Let me provide an example of both.  In the case of the psychiatric problem the usual scenario is a case of impaired judgment.  Is the person at risk for death or self injury?  Are they able to cooperate with the assessment and treatment plan.  Do they seem changed to the point that you can no longer accept their responses as being accurate?  Are you treating them for acute and chronic suicidal ideation and behavior?  Any acute care psychiatrist ends up assessing thousands of the situations across the course of their career.  It is often much more complex than an acute assessment.  Many of these scenarios unfold in the context of ongoing psychotherapy and in order for the patient to be able to improve some risk is taken.  In other cases there are calls to warn people and in extreme cases - calls to the police to check on a person who might be in trouble.  I have not seen it studied but the stress of these situations for the psychiatrist involved is well known.   Overthinking the situation in order to avoid the unexpected call that one of your patients has suicided or killed someone is common.  In my conversations with medical students over the years, one of the main deterrents to psychiatric residency is the worry about suicide prediction.

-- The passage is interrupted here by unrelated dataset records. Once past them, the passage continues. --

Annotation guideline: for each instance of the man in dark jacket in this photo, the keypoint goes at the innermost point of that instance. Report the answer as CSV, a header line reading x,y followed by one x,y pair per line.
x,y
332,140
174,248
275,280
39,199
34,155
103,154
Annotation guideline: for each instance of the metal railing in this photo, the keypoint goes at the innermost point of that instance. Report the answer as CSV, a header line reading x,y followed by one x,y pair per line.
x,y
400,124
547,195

The medical situations are as complex and they frequently have no clear solution.  A common scenario is that the person has a severe mental illness and they develop a problem that leads to to rethinking the medication they are taking.  A common scenario is a person on maintenance therapy who suddenly develops a renal or hepatic problem necessitating a change in therapy.  The best example is bipolar disorder and lithium therapy.  Lithium remains the drug of choice for many people with bipolar disorder and it can be highly effective.  When I first started to practice it was common to see people who had repeated institutionalizations for bipolar disorder suddenly stabilized on lithium.  Their functional capacity was restored and they were able to return to work and establish families.  In those early days, the issue of lithium nephrotoxicity was not clearly observed.  There was a major study of people on lithium maintenance for decades that showed no difference in renal function.  In the last 15-20 years most nephrologists agree that lithium can lead to renal insufficiency and failure in a minority of patients on lithium therapy.  In the case of a person that lithium has been working well for 30 years, there is no guarantee that anything else will work as good.  That translates to no hospitalizations in a long time to frequent hospitalizations every year.  Monitoring that therapy and in some cases following the patient while they are in dialysis or after transplantation is on example of a situation that you can't leave at the office.

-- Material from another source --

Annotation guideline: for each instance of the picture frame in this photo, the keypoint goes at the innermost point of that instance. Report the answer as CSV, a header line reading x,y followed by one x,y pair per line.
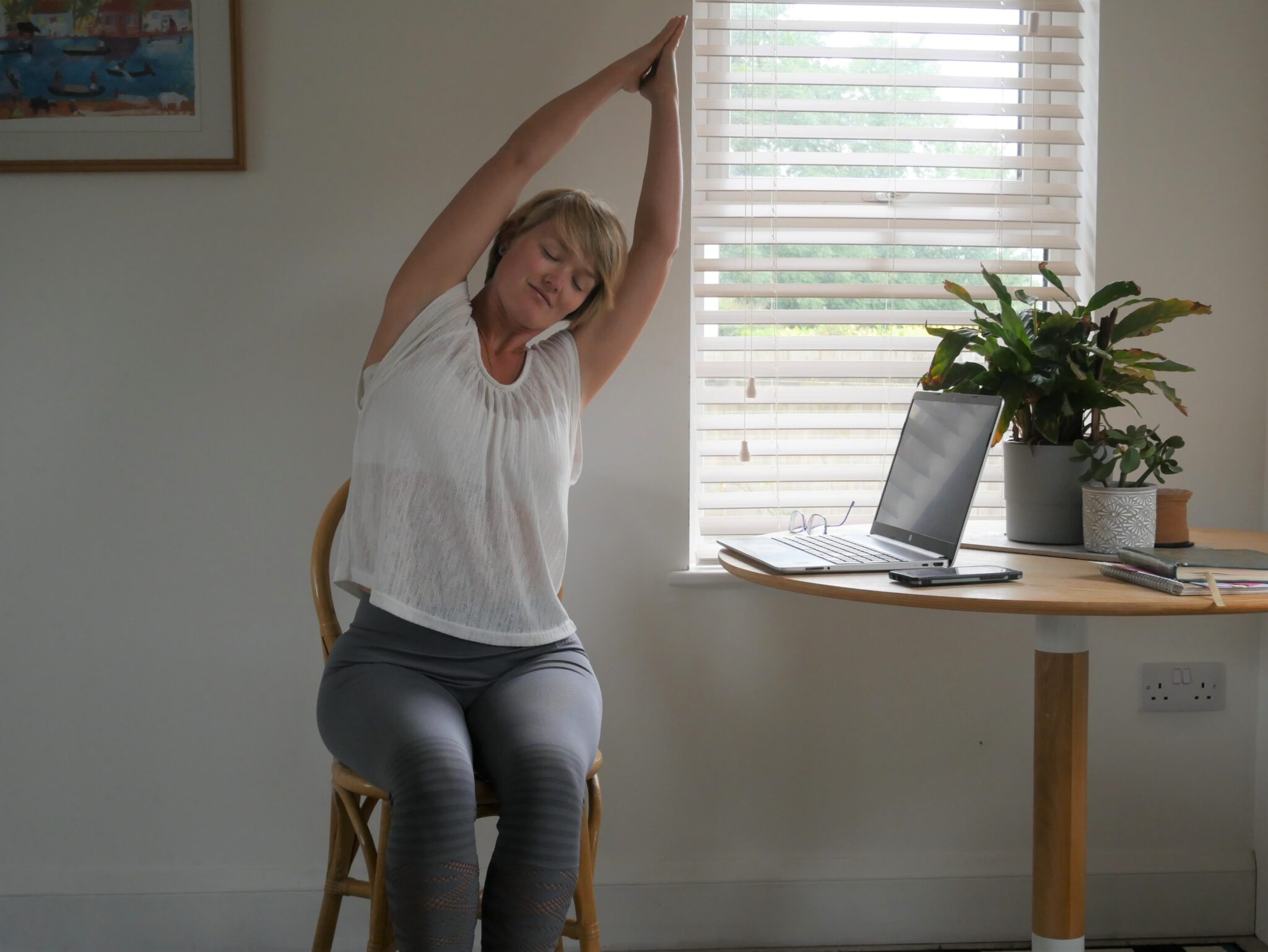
x,y
121,85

In many ways, the stress and anxiety in psychiatric practice is a measure of attempting to predict the unpredictable.  Psychiatry has accurately said that psychiatrists can't predict future behavior or rare events to explain why all suicides and homicides cannot be prevented.  But some sort of probability statement is inherent in all medical practice.  I would estimate it still happens to me about every three weeks.  Something isn't right and I don't have an exact answer.  It becomes an obsession to an extent.  Laying awake in bed.  Getting up to do some additional research but realizing ahead of time that the yield is low.  Realizing that no matter what decision you make - all of the outcomes are probably going to be suboptimal.  You always get to the point where you  can feel the adrenaline molecules rushing and your heart pounding.  You know you are tense and starting to break into a light sweat.  You readjust yourself in bed and realize your back and shoulders are as tight as a frozen hydraulic jack.  You might actually check your pulse and blood pressure and find that  they are elevated.  It goes on like this until something happens and the intellectual crisis abates.  Sometimes that takes a while - at one point months and a beta blocker to break up the stress induced tachycardia and hypertension.

No I don't have generalized anxiety disorder - I am a doctor trying to deal with the uncertainties of being human.